Standards Needed For Aspiration Pneumonia Prevention

By Joanna Walsh


Pneumonia is a disease state in which lung epithelium is inflamed. It is one of the most common illnesses observed in young children as compared to adults. There are various forms of this kind of illness but aspiration form accounts for many preventable cases observed. For this reason, there is a dire need to device ways and means of aspiration pneumonia prevention.

There are various causes of such a lung disease that need to be known and avoided at all cost. In general terms, this disease may be the result of a number of factors including inhalation of vomited substance, food or any other form of viscous fluids. The inhaled substance causes a form of trauma that finally leads to infection and consequently inflammation of lung epithelium.

Although all persons are at risk, others are more predisposed than others because of their health state. Because of this, there is dire need for due diligence in preventing any possible aspiration. Patients in coma, delirium, convulsive disorder or those fed using tubes are but a few examples of predisposed persons.

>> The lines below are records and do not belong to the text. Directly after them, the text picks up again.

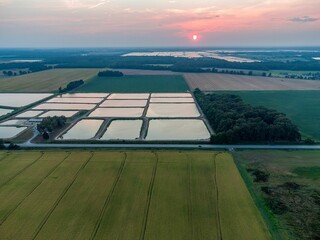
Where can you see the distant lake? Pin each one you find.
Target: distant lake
(21, 61)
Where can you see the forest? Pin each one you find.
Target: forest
(235, 121)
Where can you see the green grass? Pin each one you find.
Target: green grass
(45, 81)
(136, 84)
(296, 166)
(302, 107)
(308, 172)
(127, 195)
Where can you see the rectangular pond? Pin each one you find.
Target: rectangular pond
(123, 130)
(21, 99)
(171, 100)
(171, 95)
(65, 106)
(17, 122)
(10, 132)
(177, 129)
(117, 112)
(124, 103)
(67, 114)
(84, 95)
(29, 114)
(172, 110)
(129, 96)
(75, 100)
(82, 130)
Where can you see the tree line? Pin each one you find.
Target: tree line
(71, 85)
(234, 121)
(110, 73)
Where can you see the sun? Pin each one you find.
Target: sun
(195, 37)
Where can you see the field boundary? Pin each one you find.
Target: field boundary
(150, 192)
(272, 223)
(47, 175)
(190, 209)
(5, 156)
(215, 179)
(108, 199)
(22, 170)
(43, 222)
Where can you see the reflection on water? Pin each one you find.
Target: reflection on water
(123, 129)
(176, 129)
(10, 132)
(117, 112)
(84, 129)
(172, 110)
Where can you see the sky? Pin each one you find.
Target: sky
(159, 23)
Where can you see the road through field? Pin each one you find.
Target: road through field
(223, 82)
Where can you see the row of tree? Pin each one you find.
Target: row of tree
(237, 122)
(110, 73)
(71, 85)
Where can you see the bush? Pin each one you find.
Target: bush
(71, 86)
(276, 206)
(260, 176)
(109, 73)
(237, 122)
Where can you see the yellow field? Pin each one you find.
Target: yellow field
(45, 81)
(125, 195)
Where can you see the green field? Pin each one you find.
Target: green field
(302, 107)
(45, 81)
(125, 195)
(290, 197)
(136, 84)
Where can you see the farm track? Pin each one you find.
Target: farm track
(42, 180)
(215, 179)
(160, 213)
(108, 199)
(22, 170)
(43, 222)
(150, 191)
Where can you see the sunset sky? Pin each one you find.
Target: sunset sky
(130, 23)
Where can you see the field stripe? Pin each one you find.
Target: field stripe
(10, 211)
(34, 208)
(124, 214)
(238, 213)
(77, 212)
(97, 226)
(168, 214)
(21, 170)
(43, 222)
(218, 219)
(202, 196)
(190, 206)
(150, 191)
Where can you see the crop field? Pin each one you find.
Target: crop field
(125, 195)
(291, 192)
(45, 81)
(302, 107)
(220, 82)
(136, 84)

For patients who are fed with aid of nasal-gastric tubing, a keen insertion procedure is necessary to ensure that the feeding tube ends up in the stomach and not lungs. A verification assessment should be carried out to confirm the position of an inserted tube before it is finally used for the intended purpose. Better still, feeding should be carried out following provided professional standards. Such standards include flow of feeds by aid of gravity alone. This is an exemplary precaution to prevent disease occurrence.

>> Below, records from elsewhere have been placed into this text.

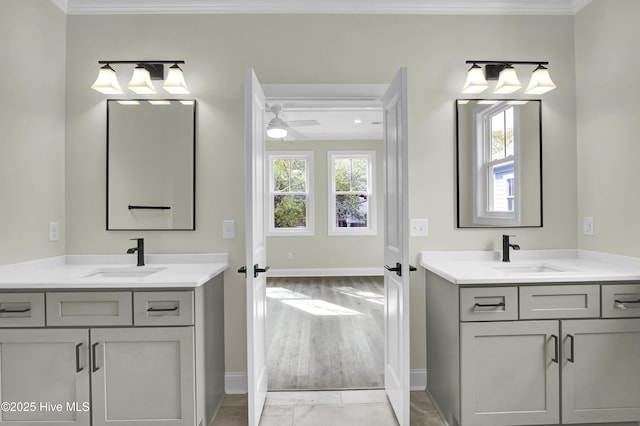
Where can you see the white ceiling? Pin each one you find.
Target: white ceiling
(463, 7)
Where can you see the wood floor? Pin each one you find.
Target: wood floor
(325, 333)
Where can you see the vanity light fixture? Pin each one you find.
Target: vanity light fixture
(508, 81)
(476, 83)
(140, 82)
(142, 79)
(107, 81)
(174, 83)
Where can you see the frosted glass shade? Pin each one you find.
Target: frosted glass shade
(476, 83)
(107, 81)
(174, 83)
(507, 81)
(540, 82)
(141, 81)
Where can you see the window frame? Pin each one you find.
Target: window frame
(309, 229)
(483, 215)
(371, 228)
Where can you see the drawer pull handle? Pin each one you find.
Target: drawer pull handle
(572, 357)
(489, 305)
(95, 360)
(175, 308)
(621, 304)
(556, 349)
(78, 367)
(14, 311)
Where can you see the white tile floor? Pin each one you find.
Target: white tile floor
(322, 408)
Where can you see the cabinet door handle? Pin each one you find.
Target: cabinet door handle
(78, 367)
(175, 308)
(93, 356)
(621, 304)
(555, 348)
(489, 305)
(572, 348)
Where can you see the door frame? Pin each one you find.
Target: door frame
(322, 95)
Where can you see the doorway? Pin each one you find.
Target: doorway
(396, 231)
(325, 330)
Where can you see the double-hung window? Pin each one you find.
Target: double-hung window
(290, 193)
(497, 172)
(351, 193)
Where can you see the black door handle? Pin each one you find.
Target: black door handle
(257, 270)
(243, 270)
(398, 268)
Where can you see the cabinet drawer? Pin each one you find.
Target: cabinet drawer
(489, 304)
(560, 301)
(621, 300)
(163, 308)
(89, 308)
(21, 309)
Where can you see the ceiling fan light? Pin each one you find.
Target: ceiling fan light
(174, 83)
(141, 81)
(277, 132)
(508, 81)
(540, 82)
(476, 82)
(107, 81)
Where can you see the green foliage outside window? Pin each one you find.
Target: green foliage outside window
(290, 187)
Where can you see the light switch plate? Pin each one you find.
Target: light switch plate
(419, 227)
(228, 229)
(587, 225)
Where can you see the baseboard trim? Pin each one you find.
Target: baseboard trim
(236, 382)
(326, 272)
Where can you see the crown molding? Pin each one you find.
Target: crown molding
(451, 7)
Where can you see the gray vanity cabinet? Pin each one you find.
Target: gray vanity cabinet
(600, 370)
(532, 354)
(509, 373)
(144, 357)
(44, 377)
(143, 376)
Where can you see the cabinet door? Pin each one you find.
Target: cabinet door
(143, 376)
(601, 378)
(509, 373)
(44, 377)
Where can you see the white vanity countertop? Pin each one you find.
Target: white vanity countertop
(113, 271)
(531, 266)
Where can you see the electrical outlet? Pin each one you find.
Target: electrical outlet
(228, 229)
(587, 225)
(54, 231)
(419, 227)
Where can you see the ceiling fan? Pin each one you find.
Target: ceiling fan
(280, 129)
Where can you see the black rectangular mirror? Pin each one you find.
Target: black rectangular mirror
(499, 163)
(151, 164)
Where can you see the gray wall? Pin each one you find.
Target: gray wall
(32, 120)
(322, 250)
(607, 69)
(318, 49)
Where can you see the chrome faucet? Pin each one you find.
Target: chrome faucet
(506, 245)
(139, 248)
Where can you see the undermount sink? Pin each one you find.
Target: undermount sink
(127, 272)
(528, 269)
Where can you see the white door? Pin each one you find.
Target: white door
(256, 247)
(396, 248)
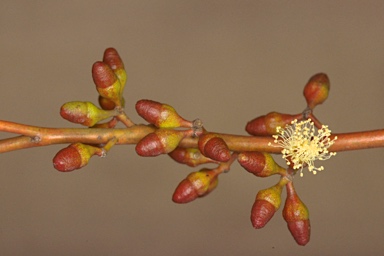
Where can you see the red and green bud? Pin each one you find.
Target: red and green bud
(316, 90)
(75, 156)
(112, 59)
(197, 184)
(266, 125)
(161, 115)
(259, 164)
(213, 146)
(84, 112)
(107, 83)
(189, 156)
(296, 215)
(266, 204)
(162, 141)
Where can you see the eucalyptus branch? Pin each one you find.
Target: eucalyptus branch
(301, 139)
(34, 136)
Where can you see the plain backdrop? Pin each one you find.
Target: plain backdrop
(224, 62)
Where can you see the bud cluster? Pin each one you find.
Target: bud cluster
(294, 133)
(303, 140)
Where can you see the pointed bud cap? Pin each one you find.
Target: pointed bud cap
(85, 113)
(197, 184)
(73, 157)
(296, 215)
(266, 204)
(162, 141)
(214, 147)
(316, 90)
(266, 125)
(161, 115)
(259, 164)
(189, 156)
(107, 83)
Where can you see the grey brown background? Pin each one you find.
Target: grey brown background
(225, 62)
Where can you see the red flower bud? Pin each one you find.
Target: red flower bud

Patients with altered state of mind are equally predisposed and therefore require precautionary measures to prevent aspirating food as well as airway secretions. Positioning is one good way of achieving this objective. Head of bed should be elevated at an angle of 45 degrees and the patient be placed on left lateral position. This limits flow back of stomach content and encourages free drainage of oral secretions.

Use of tracheal tubes is yet another risk factor. The patients involved are on mechanical ventilation and therefore unable to clear their airway of secretions. This therefore implies that healthcare professionals involved in providing services to these patients must take up this role as well. This is achieved by timely and efficient suctioning.

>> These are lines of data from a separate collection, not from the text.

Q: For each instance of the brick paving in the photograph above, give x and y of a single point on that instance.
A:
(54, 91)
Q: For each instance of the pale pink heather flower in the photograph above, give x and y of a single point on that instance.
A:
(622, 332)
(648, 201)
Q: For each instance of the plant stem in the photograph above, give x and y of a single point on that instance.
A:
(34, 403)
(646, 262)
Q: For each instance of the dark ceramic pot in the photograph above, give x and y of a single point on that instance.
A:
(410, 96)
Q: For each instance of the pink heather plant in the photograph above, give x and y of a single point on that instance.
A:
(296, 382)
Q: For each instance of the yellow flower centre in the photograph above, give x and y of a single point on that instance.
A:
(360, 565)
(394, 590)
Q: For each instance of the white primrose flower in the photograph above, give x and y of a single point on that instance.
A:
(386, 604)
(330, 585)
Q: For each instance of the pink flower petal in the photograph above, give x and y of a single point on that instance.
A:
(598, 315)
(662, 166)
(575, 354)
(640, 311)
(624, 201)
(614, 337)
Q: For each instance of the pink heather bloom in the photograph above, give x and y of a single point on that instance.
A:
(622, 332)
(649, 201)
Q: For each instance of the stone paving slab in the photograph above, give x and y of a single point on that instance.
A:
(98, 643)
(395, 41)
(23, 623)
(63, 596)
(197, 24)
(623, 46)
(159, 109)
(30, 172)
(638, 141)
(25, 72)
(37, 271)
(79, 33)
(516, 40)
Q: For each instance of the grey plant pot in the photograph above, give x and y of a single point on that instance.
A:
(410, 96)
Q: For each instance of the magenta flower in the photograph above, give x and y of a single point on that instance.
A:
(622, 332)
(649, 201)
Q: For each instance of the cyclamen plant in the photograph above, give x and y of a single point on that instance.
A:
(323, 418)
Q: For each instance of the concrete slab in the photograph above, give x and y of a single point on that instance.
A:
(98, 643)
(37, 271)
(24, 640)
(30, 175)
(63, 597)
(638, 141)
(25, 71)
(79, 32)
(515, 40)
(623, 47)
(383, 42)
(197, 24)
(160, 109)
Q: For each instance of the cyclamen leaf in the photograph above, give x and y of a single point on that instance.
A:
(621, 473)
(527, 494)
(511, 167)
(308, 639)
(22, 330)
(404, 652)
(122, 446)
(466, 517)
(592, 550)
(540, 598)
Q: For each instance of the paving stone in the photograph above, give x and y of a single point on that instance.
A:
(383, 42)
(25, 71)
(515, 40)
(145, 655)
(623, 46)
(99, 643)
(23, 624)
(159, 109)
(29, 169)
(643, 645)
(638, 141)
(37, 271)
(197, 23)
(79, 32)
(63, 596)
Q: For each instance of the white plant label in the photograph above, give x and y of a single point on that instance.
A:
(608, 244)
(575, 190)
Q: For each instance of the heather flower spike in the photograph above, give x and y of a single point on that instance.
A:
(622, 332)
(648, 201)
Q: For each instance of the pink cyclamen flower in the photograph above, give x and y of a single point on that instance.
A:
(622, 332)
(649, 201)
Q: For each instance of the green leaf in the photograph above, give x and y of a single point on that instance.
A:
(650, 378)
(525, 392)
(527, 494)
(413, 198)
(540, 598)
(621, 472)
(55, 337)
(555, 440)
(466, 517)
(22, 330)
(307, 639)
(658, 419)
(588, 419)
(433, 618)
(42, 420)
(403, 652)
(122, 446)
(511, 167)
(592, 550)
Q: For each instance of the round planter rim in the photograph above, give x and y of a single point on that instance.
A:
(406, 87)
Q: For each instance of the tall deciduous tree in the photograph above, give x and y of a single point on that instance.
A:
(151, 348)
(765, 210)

Proper oral care is necessary in preventing aspiration pneumonia among long term care patients. For such patients, this aspect of care may be forgotten till halitosis sets in. Early and timely recognition of such deviation is therefore necessary. Such an occurrence increases number of bacteria in mouth and raises an overall possibility of causing infection in case mouth content finds its way into the airway.

Finally, it is worth noting that prevention is far much better and acceptable that reaction measures. Whenever possible, all identified risk factors must be controlled and or eliminated to limit any chance of developing a disease.